On Sat, Aug 03, 2002 at 03:51:20PM -0400, Jeff Roberson wrote:
>
> On Sat, 3 Aug 2002, Bosko Milekic wrote:
>
> >
> > On Sat, Aug 03, 2002 at 11:07:11AM -0400, Stephane E. Potvin wrote:
> > >
> > > I just found out that reverting this commit fixes the problem. Any
> > > ideas about why other arches don't encouter the problem?
> > >
> > > jeff 2002/06/19 13:49:44 PDT
> > >
> > > Modified files:
> > > sys/vm uma.h uma_core.c
> > > Log:
> > > - Remove bogus use of kmem_alloc that was inherited from the old zone
> > > allocator.
> >
> > This looks like the problem, or at least that which uncovers the
> > problem.
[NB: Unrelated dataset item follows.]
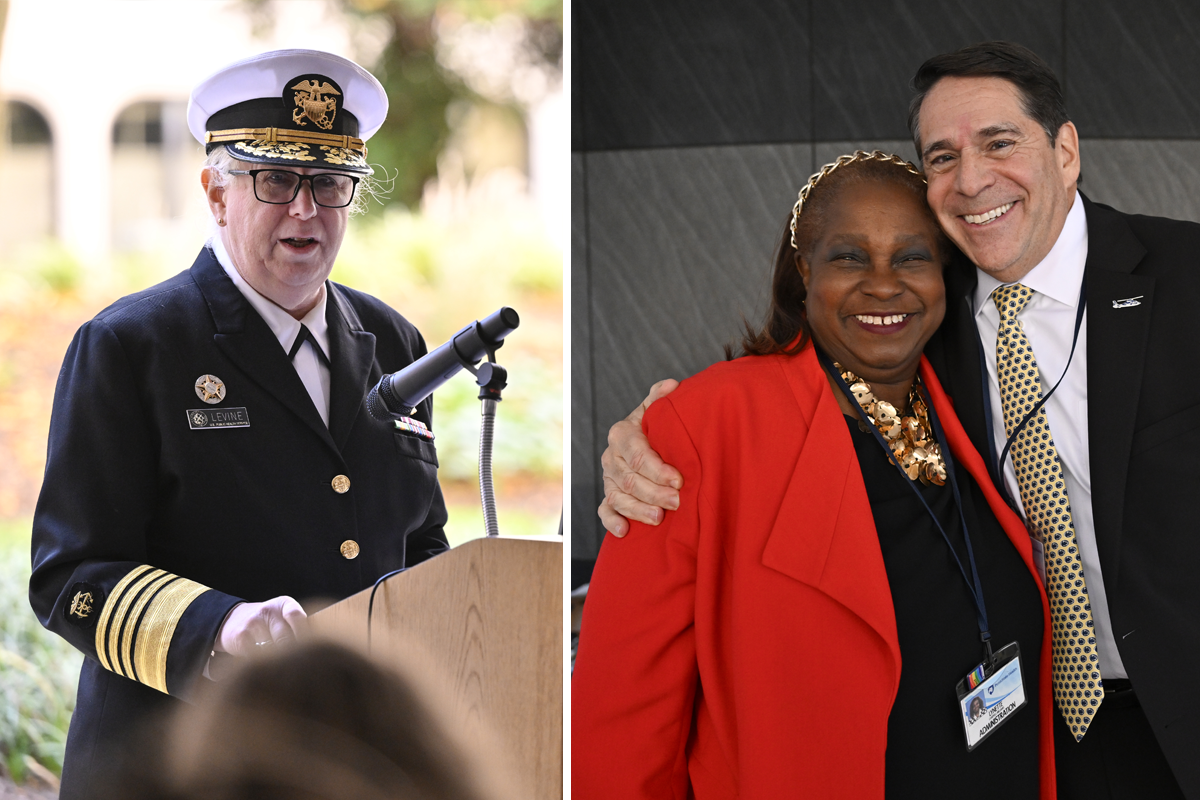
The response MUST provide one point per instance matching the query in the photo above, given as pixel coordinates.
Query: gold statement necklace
(911, 438)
The pmap code is calling the zone allocator as well and
> > what happens is that you recurse on the kmem_map lockmgr lock because
> > you allocate recursively from kmem_map. Previously, we could also
> > allocate from kernel_map, if the kernel_map lockmgr lock wasn't held,
> > so this way if we had a recursive call we would get around this
> > problem. I think this whole thing is flaky in general (if this was
> > the way to get around recursion, we should fix it).
> >
> > JHB and/or JeffR: why is the kmem_map lockmgr lock not recursive?
> >
>
> These locks can not be made recurisve safely. In this case you would just
> recurse forever and never satisfy the allocation. All pmap modules do
> something like the following:
>
> static void *
> pmap_allocf(uma_zone_t zone, int bytes, u_int8_t *flags, int wait)
> {
> *flags = UMA_SLAB_PRIV;
> return (void *)kmem_alloc(kernel_map, bytes);
> }
>
> pvzone = uma_zcreate("PV ENTRY", sizeof (struct pv_entry), NULL,
> NULL,
> NULL, NULL, UMA_ALIGN_PTR, UMA_ZONE_VM);
> uma_zone_set_allocf(pvzone, pmap_allocf);
> uma_prealloc(pvzone, initial_pvs);
>
>
> Is arm using a seperate allocf?
Ok, you'll have to pass me a pointy hat. When I brought back my code back
in sync with current it seems that I overlooked that the pv entries needs
to be allocated with a UMA_ZONE_VM flag. With this I'm now able to boot
up to cpu_thread_setup (which I still need to implement).